Et voilà que par moments je m'insurgeais et l'on voyait soudain ma pensée enlacée par le vent. Moi je me limitais à ce que je ne pouvais voir et ce que ne pouvais dire soudain je m'agrandissais la lampe se brisait et je m'éparpillais au firmament léger libre comme la cendre. Vous avez trois vœux, monologuais-je... ça partait en couille, un cœur carbonisé et je chantais !
O silençio das palavras
O silençio das palavras
Et ma langue se nouait.
(Les contes du désert)
VI
Dis donc mon père
tu sais quoi
je ne comprends pas pourquoi
tu refuses de mourir
Tu t'interroges encore
sur Absalon
et te lamentes
Je me demande en vérité
Adonias a même tué des agneaux des moutons des veaux
Alors qu'attends-tu ?
Tous pour finir nous nous entretuerons.
Tous comme des fous chevaucherons nos mulets
le cadavre d'Amnon
dépecé pourrira
et on ne trouvera personne
personne ! tu entends ? —
pour pleurer.
Vitrines qui se brisent pierres bras
qui se tendent
bouteilles
tes subjonctifs un à un prendront feu
tous consumés dans l'holocauste.
Hébron se soulèvera tout entière dans les flammes
les barricades et les frondes.
Alors qu'attends-tu ?
Endors-toi, père.
Bénis, père, et endors-toi.
Je te laisse. Je me suis assez occupé de toi.
Mon fils m'attend au coin de la rue.
(moi aussi je dois vivre quelque part entre deux)
(Le silence de Saba)
Zìssis Aïnalis, né en 1982 à Athènes, installé à Paris où il prépare une thèse en histoire byzantine, déploie une activité débordante : traducteur, essayiste, le jeune poète a déjà six recueils à son actif, dont certains encore inédits, qui explorent des formes diverses tout en conservant un air de famille.
Voyageur dans le temps comme beaucoup de poètes grecs, Aïnalis poursuit un incessant dialogue avec le passé. Dialogue difficile : Les grandes figures du mythe (comme ici Ulysse, Pénélope et Télémaque) sont malmenées avec violence.
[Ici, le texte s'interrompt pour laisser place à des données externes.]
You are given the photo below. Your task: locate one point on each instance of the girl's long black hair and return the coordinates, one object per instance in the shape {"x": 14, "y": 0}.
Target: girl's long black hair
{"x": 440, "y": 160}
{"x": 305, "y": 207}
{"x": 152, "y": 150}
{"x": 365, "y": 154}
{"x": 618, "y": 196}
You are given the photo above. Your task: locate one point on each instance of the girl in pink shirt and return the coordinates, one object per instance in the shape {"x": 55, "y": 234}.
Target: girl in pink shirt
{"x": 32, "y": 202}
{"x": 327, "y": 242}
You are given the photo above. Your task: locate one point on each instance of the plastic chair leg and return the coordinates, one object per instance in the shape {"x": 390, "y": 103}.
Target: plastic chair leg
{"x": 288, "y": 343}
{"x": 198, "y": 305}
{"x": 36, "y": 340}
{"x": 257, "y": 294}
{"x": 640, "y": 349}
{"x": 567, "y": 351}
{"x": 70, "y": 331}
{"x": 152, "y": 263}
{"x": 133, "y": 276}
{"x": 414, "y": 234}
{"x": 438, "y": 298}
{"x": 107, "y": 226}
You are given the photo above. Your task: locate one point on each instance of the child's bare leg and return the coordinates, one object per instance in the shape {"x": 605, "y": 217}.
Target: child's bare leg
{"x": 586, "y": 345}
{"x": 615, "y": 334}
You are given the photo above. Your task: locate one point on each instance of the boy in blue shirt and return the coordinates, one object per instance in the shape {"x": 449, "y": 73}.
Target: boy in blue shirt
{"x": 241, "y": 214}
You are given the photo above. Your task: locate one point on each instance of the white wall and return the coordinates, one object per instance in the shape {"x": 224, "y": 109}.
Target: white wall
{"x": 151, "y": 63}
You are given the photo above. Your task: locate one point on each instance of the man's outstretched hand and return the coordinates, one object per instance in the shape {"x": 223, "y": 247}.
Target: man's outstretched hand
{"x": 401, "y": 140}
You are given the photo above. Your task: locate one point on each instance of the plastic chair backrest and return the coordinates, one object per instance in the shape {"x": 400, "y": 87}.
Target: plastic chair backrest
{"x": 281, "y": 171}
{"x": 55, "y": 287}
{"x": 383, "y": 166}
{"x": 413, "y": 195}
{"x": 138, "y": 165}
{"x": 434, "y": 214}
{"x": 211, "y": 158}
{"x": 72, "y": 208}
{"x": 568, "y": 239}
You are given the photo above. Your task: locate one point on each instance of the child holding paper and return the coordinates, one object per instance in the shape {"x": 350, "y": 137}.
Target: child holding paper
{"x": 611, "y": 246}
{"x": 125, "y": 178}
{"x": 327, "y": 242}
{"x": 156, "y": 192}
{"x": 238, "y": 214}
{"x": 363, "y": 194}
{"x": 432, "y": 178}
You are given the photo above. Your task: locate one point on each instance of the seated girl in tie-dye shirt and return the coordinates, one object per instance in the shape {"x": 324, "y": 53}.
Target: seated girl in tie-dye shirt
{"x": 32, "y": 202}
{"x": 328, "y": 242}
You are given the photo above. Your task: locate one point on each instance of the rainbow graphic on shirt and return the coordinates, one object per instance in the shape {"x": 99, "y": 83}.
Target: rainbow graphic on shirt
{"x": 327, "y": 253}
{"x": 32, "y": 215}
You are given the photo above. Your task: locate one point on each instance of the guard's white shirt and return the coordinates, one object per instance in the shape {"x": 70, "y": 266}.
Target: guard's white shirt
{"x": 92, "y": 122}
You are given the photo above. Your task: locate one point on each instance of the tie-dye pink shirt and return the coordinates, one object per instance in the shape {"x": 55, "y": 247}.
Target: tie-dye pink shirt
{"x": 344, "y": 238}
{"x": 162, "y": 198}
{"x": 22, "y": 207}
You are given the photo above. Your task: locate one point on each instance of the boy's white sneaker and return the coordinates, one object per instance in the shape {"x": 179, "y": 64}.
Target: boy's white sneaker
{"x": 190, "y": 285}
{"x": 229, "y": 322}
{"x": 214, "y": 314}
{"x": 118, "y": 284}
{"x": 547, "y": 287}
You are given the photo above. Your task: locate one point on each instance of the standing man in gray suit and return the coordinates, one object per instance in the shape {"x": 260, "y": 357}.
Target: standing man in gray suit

La question de l'héritage, du rapport entre générations tourmente particulièrement ce représentant d'une «génération brûlée», qui se sent sacrifiée. Ses poèmes sont habités par un désespoir et une rage qu'on aurait tort de croire uniquement suscités par les malheurs actuels de son pays : les invectives du Silence de Saba, paru en 2011, se retrouvent dans le premier recueil, Électrographie, datant de 2006. Le mal est plus profond.
Mythes anciens défigurés, réalité présente sordide... Pourtant la poésie d'Aïnalis est en même temps habitée par une énergie torrentielle, un bouillonnement inépuisable, et parfois traversée de beaux envols — même s'il faut ensuite retomber dans la boue.